We showed it in the Kempinsky Hotel, High End Fair with a pair of Petite L`Audiophil we also build.
By pure coincidende it came back to Papa.
A friend of mine 5kM from me has it. He rescuded it from the waist bin and after some minor repair it does the dirty deeds still well.
I can make some photos.
 
I'm afraid you'll die of old age waiting for ALL recordings to sound good, Frank, because quite simply, some are bad enough to be unrecoverable. If what you have as their output is distorted and clipped sound, the better the equipment the more distortion and clearer clipping you'll get - period. But, as I said, there are occasions when you realize that what you previously believed to be a poor recording is in fact a good one, when played on competent equipment. True of both LPs and CDs.

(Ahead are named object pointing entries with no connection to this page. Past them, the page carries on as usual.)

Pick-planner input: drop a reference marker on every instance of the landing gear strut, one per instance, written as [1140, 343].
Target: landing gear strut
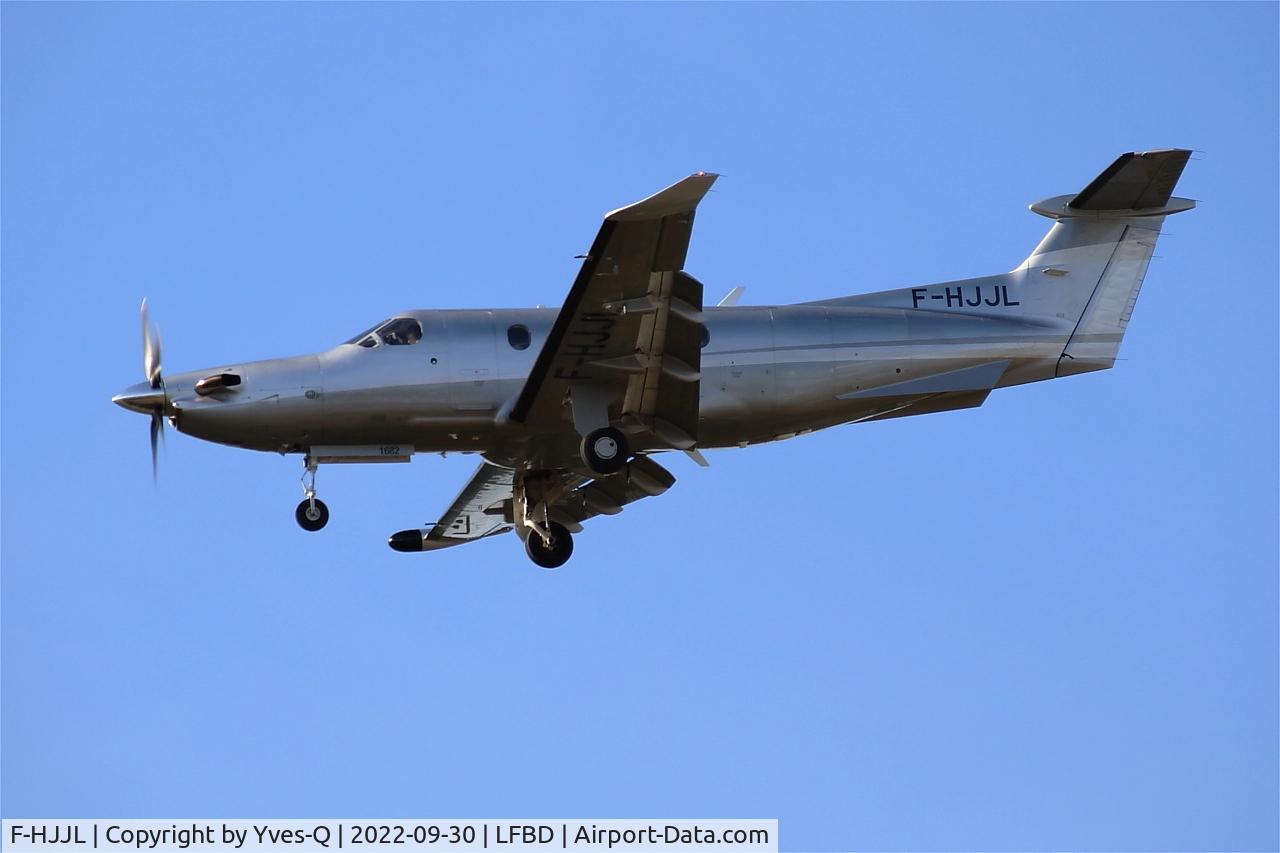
[548, 543]
[553, 551]
[311, 514]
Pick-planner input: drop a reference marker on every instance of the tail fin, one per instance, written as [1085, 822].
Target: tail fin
[1104, 238]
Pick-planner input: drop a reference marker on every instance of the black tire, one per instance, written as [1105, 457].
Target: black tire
[311, 520]
[551, 556]
[606, 450]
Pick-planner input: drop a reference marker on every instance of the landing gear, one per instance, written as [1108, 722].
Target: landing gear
[553, 551]
[548, 543]
[311, 514]
[606, 450]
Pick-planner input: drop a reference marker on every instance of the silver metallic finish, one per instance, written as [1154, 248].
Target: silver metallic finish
[632, 349]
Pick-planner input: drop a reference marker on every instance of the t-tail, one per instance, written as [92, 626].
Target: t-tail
[1098, 249]
[1078, 286]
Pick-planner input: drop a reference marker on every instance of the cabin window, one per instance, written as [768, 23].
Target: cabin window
[519, 337]
[401, 332]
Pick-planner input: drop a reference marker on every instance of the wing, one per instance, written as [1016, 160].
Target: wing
[483, 509]
[626, 343]
[475, 514]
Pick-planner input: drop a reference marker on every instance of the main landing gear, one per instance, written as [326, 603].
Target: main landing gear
[311, 514]
[606, 450]
[554, 550]
[548, 543]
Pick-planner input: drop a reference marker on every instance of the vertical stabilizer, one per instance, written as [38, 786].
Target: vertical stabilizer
[1100, 246]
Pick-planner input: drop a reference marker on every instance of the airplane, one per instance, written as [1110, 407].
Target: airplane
[568, 409]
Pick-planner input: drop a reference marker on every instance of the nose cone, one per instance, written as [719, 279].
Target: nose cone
[141, 398]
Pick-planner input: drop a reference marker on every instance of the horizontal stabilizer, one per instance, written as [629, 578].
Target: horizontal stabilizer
[1136, 181]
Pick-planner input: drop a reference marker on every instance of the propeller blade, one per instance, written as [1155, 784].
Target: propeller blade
[156, 436]
[150, 350]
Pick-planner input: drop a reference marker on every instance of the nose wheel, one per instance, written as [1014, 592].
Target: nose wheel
[311, 514]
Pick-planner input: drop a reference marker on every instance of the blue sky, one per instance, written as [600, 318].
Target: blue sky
[1047, 623]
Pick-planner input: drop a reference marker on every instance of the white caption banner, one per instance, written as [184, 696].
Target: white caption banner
[206, 835]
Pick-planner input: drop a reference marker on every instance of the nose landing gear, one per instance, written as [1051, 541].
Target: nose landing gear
[311, 514]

"Bad" recordings sound dreadful on lower performing systems for various reasons, Dejan - there are many issues that cause them to sound unpleasant, including such things as transfers through noise reduction processes which did an appalling job - I have one of the latter, a Gene Pitney roughie, which can sound unbelievably obnoxious; it's hideous on a typical hifi system. This was a satisfying one to get over the hurdle - and the technique every time is to lift the replay quality to the point where you don't notice the overt mangling any more; the musical message overrides all the damage that was done to the recording ...
 
The magic wand is trial and error, Frank :) ... I was lucky enough to start major experimenting in audio using source material which many would consider 'difficult', so right from the get go I had the "right attitude", so to speak. There were times when I thought a particular recording was beyond redemption, but then I managed to squeeze in a significant improvement - and that recording suddenly came together, had got over the hurdle of there being "sufficient quality" in the system to make it subjectively "work" ...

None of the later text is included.